From my perspective as a scientist who has conducted research and worked on policy development in the Bay-Delta for the past 20 years, the mismatch between what the science tells us about this ecosystem and what the BDCP currently proposes for its conservation plan is … astonishing. 

But from a more jaded perspective, I suppose it’s understandable how it came to this—and an illustrative example of the dangers of disproportionately empowering some special interests in the development of a public resource management plan.  The Delta export water contractors, (the tailors in our fable) who have played a dominant role in the development of the BDCP, have developed a set of seemingly impressive, but likely ineffective, conservation measures (the emperor’s invisible suit).  Unlike the fable, however, the crowd has not been silent: reviews by scientists from government agencies, stakeholder groups, the Delta Science Program and the National Academy of Sciences have been uniformly critical. 

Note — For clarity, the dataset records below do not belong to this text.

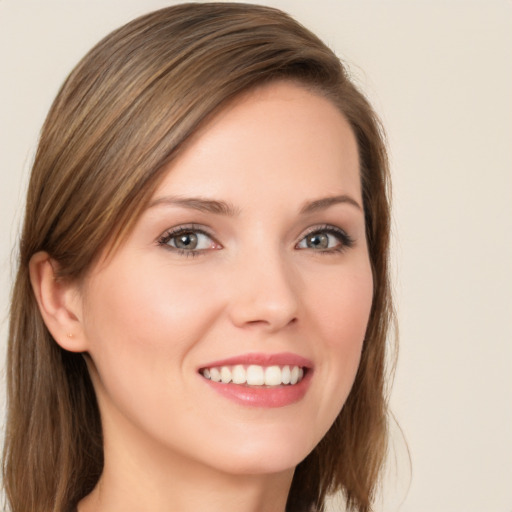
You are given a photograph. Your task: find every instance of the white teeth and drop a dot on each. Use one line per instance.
(273, 376)
(255, 375)
(225, 375)
(238, 374)
(286, 375)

The BDCP is an important and ambitious effort to manage a complex ecosystem to balance environmental and human needs, but it’s hard to imagine that it can succeed without fundamental changes to its use of science to develop an effective plan.  To protect the Bay-Delta and sustainably manage California’s water resources—and to avoid further embarrassment—it’s time for the BDCP to put some scientific clothes on.

NRDC Science Center intern Catherine Corrigan-Ashe contributed to this post.